Neden beyaz bir sayfaya ihtiyaç duyarız?
Beyaz bir sayfa açınca ne değişiyor, ne kurtarıyor bizi? Ne önemi var ki? Geçmiş siliniyor ya da hatalar unutulmuyor.
Tercihler öylece ortadan kalkmıyor ve sorumluluklar peşimizi bırakmıyor. Yaptığımız her şeyin sorumluluğu bizimle kalıyor. Birden ortadan kaybolmasını nasıl bekleriz ki? Mümkün mü bu? Sadece kendimizi kandırıyoruz.

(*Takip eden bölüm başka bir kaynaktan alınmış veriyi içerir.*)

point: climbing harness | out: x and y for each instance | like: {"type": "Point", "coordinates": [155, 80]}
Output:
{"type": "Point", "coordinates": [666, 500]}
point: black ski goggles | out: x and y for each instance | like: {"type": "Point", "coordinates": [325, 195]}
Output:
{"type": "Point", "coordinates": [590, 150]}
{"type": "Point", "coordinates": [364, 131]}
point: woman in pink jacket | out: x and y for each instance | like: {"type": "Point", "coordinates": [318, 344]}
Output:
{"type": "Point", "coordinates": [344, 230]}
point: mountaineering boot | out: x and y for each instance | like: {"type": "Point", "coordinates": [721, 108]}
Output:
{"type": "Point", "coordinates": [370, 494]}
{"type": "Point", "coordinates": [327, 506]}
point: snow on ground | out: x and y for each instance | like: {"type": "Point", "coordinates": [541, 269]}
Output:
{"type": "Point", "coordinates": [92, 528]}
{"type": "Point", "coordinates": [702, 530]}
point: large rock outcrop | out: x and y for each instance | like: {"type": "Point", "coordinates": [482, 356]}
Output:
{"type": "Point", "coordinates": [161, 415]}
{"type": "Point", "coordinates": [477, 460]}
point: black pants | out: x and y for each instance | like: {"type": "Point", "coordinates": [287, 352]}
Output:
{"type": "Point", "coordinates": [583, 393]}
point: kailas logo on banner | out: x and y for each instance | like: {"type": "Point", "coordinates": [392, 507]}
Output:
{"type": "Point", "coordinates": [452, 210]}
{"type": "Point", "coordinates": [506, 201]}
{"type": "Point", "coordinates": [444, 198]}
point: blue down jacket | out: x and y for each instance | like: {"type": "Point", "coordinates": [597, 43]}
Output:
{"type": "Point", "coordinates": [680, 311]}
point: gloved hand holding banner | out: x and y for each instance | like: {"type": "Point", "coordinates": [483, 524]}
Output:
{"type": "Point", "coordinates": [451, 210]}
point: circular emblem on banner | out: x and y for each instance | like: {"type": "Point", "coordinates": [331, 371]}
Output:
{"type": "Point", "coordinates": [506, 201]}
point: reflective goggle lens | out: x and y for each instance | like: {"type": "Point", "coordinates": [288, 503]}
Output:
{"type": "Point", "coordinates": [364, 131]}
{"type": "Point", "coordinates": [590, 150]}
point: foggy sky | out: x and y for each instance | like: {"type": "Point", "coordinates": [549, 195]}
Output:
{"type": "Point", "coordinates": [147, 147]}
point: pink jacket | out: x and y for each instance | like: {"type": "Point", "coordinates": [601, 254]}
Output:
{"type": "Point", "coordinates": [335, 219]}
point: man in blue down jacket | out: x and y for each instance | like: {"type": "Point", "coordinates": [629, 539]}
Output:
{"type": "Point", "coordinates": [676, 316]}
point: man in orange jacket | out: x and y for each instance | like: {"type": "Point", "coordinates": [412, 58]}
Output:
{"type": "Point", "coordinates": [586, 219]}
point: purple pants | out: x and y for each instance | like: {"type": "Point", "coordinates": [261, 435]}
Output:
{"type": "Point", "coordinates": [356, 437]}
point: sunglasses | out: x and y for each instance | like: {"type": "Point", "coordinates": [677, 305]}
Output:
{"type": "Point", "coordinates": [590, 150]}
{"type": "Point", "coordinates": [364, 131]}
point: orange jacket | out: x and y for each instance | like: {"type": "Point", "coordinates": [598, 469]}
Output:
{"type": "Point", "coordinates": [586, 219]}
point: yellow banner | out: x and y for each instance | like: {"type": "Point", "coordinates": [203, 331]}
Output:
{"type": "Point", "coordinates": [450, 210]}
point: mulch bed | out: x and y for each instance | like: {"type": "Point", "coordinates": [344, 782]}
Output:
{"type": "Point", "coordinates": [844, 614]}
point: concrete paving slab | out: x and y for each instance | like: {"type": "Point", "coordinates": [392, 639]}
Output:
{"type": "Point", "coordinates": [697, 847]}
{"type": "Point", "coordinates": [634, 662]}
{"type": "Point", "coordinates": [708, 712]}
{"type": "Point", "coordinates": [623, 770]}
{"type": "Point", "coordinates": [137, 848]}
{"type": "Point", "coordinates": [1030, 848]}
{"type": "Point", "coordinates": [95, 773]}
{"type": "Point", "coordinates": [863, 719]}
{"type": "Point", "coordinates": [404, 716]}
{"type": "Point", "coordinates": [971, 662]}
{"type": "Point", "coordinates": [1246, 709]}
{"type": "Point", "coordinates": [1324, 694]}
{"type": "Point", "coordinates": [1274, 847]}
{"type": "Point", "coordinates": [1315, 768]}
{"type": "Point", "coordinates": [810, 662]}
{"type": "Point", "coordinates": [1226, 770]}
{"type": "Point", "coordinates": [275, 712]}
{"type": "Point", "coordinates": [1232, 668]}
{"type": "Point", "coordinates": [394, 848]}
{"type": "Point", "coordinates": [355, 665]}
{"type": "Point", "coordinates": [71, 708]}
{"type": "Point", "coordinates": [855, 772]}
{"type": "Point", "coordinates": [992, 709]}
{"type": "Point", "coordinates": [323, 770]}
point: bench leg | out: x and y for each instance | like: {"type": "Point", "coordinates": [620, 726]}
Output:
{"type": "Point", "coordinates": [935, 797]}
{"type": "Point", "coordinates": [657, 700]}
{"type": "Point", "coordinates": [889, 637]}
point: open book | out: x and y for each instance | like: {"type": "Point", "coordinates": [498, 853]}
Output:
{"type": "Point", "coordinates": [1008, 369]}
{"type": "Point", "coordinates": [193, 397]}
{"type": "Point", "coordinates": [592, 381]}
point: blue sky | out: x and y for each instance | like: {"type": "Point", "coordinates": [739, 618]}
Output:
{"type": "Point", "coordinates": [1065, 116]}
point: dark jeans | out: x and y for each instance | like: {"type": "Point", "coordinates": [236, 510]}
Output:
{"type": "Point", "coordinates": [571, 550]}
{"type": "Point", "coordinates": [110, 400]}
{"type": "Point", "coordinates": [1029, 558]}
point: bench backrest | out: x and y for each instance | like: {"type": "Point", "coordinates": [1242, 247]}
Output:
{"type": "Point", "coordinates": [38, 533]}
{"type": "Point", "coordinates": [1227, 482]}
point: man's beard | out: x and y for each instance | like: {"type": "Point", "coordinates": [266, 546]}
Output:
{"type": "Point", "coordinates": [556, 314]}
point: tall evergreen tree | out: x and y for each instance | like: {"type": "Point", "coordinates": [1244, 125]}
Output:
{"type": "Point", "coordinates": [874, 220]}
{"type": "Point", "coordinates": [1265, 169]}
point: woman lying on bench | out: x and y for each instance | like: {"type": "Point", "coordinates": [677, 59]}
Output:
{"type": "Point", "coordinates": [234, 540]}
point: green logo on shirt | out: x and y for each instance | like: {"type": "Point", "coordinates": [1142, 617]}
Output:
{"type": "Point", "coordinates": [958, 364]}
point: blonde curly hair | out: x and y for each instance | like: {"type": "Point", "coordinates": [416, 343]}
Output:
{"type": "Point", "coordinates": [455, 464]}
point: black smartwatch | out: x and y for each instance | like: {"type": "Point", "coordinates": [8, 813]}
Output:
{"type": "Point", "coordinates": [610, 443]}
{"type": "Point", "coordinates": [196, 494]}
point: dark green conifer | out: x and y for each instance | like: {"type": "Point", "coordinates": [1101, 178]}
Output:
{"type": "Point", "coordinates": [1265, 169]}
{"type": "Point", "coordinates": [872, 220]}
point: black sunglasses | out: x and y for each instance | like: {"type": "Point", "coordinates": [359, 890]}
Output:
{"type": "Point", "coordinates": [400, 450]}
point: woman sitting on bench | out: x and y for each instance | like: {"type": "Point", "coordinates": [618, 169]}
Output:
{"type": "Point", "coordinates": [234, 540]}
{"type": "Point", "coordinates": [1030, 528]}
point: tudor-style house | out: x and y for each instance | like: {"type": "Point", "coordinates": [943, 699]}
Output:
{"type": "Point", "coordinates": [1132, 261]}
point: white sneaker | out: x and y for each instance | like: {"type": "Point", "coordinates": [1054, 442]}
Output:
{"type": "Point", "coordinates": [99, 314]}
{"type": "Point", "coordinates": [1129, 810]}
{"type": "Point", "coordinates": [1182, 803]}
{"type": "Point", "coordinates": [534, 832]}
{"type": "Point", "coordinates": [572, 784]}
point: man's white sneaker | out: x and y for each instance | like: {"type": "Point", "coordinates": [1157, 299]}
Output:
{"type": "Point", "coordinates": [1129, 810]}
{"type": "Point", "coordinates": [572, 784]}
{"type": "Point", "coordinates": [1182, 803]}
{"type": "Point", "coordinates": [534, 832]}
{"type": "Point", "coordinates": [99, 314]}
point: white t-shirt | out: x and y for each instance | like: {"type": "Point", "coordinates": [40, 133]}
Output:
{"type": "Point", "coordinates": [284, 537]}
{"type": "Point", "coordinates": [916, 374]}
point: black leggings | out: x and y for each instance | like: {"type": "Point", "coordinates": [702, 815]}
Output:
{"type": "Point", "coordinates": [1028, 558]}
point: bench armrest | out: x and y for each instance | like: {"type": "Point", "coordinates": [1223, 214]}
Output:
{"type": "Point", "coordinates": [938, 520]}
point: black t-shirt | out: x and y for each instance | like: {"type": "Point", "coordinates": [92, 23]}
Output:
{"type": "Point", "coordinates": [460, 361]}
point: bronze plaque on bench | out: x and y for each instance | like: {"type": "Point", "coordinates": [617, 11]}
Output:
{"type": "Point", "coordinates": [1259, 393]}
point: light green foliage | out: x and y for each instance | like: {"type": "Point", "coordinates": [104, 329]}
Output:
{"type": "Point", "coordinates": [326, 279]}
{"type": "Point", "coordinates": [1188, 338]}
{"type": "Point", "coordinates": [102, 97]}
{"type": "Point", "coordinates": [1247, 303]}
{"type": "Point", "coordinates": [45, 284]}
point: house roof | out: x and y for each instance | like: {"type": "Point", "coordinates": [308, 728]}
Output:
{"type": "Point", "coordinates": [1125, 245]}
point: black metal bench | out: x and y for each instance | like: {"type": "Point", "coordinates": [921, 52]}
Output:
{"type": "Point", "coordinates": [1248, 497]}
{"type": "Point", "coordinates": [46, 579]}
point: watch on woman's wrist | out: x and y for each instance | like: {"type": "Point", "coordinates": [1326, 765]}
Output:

O sayfayı açınca değişmiyor hayat. Evet, güzel motive ediyor olabilir, umut veriyor olabilir. Geleceğin o beyaz ışığı ya da can kurtaran simiti gibi görüldüğü de doğru. Ben de öyle görüyorum bir yere kadar. Kendimi kandırdığımı fark edene kadar. Fark etmeye de bilirsiniz. Sürekli yeni başlangıç umudu ve her şeyi değiştirmenin tek yolu gibi sıkıca sarılıp bırakmamak isteyebilirsiniz. Yapın o halde! Sizi bu mu motive edecekse, etsin! Bazen insanların tutunacak bir şeylere ihtiyacı oluyor ya bu olsun o. Bir şey diyemem buna ama çözüm değil bu.
Neden siyah bir sayfa seçmiyoruz peki? O çok mu kötü? Siyah karanlık, kirli, korkunç ve acımasız mı? Siyahın geçmişi de kötü bizlerde. O temiz değil, kirli. Umut vaat etmiyor belki…
Beyaz kadar yüce değil belki.
Kaçmak istiyoruz bence. Bütün hayatımızdan, geçmişimizden… Kaçmak, beyazı seçmek ve unutmak…
Öyle tanınmak istemiyoruz, bilmesinler, görmesinler, duymasınlar istiyoruz. O ben saklı kalsın, karanlığa gömülsün ve kimse bilmesin. Kaçmak istiyoruz sadece. Yeni insanlar, yeni bir hayat cazip geliyor. Kabullenmek istemiyor ve o beyaz sayfa parlak bir ışıkla geliyor önümüze. Ve biz ne yapıyoruz? Hemen ona sarılıyoruz. İşte bir umut.
Beyaz bir sayfa istemem ben. Cazip gelmediğinden ya da istemediğimden değil. Kaçmak istemediğimden de değil. Yani neden siyah olmasın? Karanlık o kadar mı kötü? Bütün hatalarını bilerek ve ders alarak devam etmek o kadar kötü değil bence. Çünkü geçmiş sayesinde bu haldeyiz. İyi ya da kötü… Hani çevremiz hep der ya hatalarınızdan ders alın diye. Ders alsak ya da almasak bile geçmişimiz bize ait. Yani seni sen yapan o, şu anda bu durumda olmamız yaşadıklarımızdan değil mi? Yaşadığımız ve yaptığımız her şeyin sorumluluğu bizdeyken arkamızı dönmek niye?
Kabullenmek ya da kaçmak arasında seçim yapsak en kolayı kaçmak olurdu. Sorumluluklar olmadan falan. Kolayca, hiçbir zorluk olmadan. Ben olsam ben de kaçardım belki. Aklımdan da geçmiyor değil hani. Yine de kabul edip yola devam etmek daha iyi.
Beyaz sayfa açmak isteyenler, yeniden başlamak isteyenler… Hepsine tamam. Ama geçmişimiz de bizimledir ve bizi biz yapan odur. Belki siyah ve beyaz arasında seçim yapmak istersek gri olmaz mı? Hayır, olmaz. Gri kararsız kalmak gibidir. İlerlememek gibi. O yüzden de her ne sayfa açılırsa açılsın ve rengi ne olursa olsun ilerlemek ve kabul etmek gerekir. Ki zaten ne kadar kaçsak da eninde sonunda kabul ederiz.
Geçmişimiz ve geleceğimiz… Özümüz neyse oyuz.